Tuesday, March 17, 2009


Barron's did a review of 14 of the biggest and most prestigious brokerage (trading) firms. Their review covered 6 months, 1 year, 3 years, and 5 years. What did they find? Every one of the firms lost their clients money by failing to see the market meltdown coming. Click for larger image.

Keep in mind, these guys are supposed to be the experts. Yet they didn't generate net positive returns for their clients during any of the time periods tracked. Even a broken clock gets it right two times a day.

Why do I bring this up? Am I just pointing out the obvious? No, I'm pointing this out because we now have market experts telling us that we need to allow AIG's executives to keep their bonuses. As Devilstower tells us, the same people who didn't see the meltdown coming now believe that handing out million dollar bonuses for failure is a good idea.

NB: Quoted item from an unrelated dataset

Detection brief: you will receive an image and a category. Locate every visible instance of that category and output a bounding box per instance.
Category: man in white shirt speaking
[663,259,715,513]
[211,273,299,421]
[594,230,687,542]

Take Columbia University Professor of Financial Institutions, Charles Calomiris, for example. He believes we should just let AIG figure it out because, you know, they did such a standout job the last time. After telling us that we don't know what's going on in the financial trenches, he writes:

This illustrates the importance of avoiding government micromanagement of these institutions, since it is very hard for taxpayers, politicians, or bureaucrats to make such judgments ... Nevertheless, as a country we need to find the courage and strength of character to put the national interest above our own desires to punish financial institutions. Withholding effective support [for things like bonuses] will delay our recovery.
Calomiris offers the following advice: "What we need is, we need to compensate them so they stop losing money for us."

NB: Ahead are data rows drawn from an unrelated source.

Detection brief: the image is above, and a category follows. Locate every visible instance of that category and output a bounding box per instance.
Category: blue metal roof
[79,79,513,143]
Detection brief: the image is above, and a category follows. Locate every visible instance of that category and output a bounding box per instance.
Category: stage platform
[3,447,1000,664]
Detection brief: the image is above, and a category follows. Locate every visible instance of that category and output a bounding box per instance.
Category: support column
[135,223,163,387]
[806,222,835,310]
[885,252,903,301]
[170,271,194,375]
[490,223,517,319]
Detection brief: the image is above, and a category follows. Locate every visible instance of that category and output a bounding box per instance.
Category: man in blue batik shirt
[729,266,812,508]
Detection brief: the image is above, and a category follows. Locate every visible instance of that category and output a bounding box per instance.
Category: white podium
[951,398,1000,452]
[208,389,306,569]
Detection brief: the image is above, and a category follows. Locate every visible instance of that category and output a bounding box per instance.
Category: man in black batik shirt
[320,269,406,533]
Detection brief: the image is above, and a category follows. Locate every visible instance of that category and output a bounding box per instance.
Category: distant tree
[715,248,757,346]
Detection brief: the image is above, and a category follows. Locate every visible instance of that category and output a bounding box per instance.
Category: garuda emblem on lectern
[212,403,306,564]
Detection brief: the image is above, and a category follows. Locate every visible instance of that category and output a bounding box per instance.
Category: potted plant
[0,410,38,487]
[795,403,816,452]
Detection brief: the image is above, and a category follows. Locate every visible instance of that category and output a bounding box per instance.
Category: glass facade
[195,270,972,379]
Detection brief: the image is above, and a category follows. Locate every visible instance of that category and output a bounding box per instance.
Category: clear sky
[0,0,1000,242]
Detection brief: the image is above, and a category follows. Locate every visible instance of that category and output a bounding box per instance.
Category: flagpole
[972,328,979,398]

So if I got this right, we need to pay people not to lose money ... after they paid themselves a ton of cash (with bonuses) to lose money and wreck our economy. This is like saying we need to pay bonuses to the crew "Heckuva a job Brownie" left behind after Katrina laid waste to Louisiana because without the bonuses they might do a worse job then they did during Katrina. Huh? Does this make sense to anyone? Not to me it doesn't.

Let's make this simple: What Calomiris is advocating represents the logic that drives failure.

But what else would you expect from someone who moonlights as an analyst for the right wing, and uncritically "free market" oriented, American Enterprise Institute.